Former Polaris winner F--ked Up, which won in 2009 for The Chemistry of Common Life, also made the cut.
Two relative newcomers landed on the list for their debut efforts: singer Al Spx, who performs as Cold Specks, and the collective Yamantaka // Sonic Titan.
"Our jury is showing an ever-growing passion and dedication to reviewing, discussing and advocating their selections. This has resulted in a short list of records that are musically focused, intense and, in some cases, highly personal," prize founder and executive director Steve Jordan said in a statement.
"The process of selecting a winner should prove to be an invigorating challenge for our grand jury."
The 10 finalists are:
- Rapper and former Edmonton poet laureate Cadence Weapon, now based in Montreal, for his third album Hope In Dirt City.
- Powerhouse Etobicoke, Ont. singer Cold Specks for her soulful debut I Predict A Graceful Expulsion.
- Hit Toronto rapper Drake for his second studio album Take Care.
- Ottawa-born, Toronto-based Kathleen Edwards for her country-tinged fourth album Voyageur.
- Toronto-based singer-songwriter Feist for Metals, the follow-up to her blockbuster release The Reminder.
- Hardcore punk troupe F--ked Up, for David Comes To Life, the Toronto band's third studio album.
- Montreal singer Grimes (Claire Boucher), nominated for the pulsating dance-pop album Visions, her fourth release.
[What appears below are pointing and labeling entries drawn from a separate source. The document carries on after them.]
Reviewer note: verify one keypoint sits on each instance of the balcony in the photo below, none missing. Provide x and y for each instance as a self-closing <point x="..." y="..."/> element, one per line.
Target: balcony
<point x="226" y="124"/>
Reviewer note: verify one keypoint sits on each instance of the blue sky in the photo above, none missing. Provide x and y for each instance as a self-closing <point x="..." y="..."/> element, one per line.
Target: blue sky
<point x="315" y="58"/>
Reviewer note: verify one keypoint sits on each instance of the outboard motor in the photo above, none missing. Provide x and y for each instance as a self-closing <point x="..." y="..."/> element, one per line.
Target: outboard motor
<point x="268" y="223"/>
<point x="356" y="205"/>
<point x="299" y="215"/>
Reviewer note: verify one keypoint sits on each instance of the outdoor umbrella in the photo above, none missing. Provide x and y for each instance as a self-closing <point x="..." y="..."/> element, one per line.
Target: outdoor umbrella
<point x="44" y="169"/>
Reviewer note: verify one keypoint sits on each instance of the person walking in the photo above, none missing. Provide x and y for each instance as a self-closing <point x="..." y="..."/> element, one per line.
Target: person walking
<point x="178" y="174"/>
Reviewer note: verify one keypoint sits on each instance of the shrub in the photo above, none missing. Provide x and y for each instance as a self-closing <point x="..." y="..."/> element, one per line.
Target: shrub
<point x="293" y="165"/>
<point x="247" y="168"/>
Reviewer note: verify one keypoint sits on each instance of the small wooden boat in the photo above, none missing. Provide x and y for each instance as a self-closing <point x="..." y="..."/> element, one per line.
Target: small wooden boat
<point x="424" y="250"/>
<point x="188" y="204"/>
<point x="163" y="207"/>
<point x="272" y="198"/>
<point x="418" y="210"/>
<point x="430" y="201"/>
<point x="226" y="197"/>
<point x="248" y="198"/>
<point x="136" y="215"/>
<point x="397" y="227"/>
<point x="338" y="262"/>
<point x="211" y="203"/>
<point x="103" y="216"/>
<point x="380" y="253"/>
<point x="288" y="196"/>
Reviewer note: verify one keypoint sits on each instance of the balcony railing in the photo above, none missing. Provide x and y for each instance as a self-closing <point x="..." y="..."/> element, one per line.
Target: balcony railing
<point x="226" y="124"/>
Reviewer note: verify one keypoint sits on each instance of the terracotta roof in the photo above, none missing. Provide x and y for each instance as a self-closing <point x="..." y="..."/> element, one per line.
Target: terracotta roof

- Handsome Furs, Montreal's electronica duo Dan Boeckner and Alexei Perry, for their third full-length album Sound Kapital.
- Vancouver's garage rockers Japandroids for Celebration Rock, the band's sophomore album.
- Yamantaka // Sonic Titan, a collective out of Montreal and Toronto, for the debut album YT//ST, an ambitious pan-Asian fusion of rock, J-pop, folk and other musical styles.
Along with awarding $30,000 to the artist deemed to have created the best Canadian album of the past year, organizers will also present $2,000 each to the nine remaining finalists.
"We live in a time where pop culture has never been so fragmented... If you look, there are a million different little scenes that are really big. Sometimes the commercial acknowledgement is not always forthcoming for all artists," F--ked Up frontman Damian Abraham told CBC News just after the announcement.
"An award like this [is] obviously not just a financial reward, but also gives an acknowledgement that commercial success isn't everything."
The winner will be announced at a Toronto gala on Sept. 24.
Established to celebrate creativity and diversity in Canadian music — without regard to musical genre or sales history — the Polaris Prize has previously been awarded to artists like Arcade Fire, Karkwa, Patrick Watson, Caribou and Final Fantasy.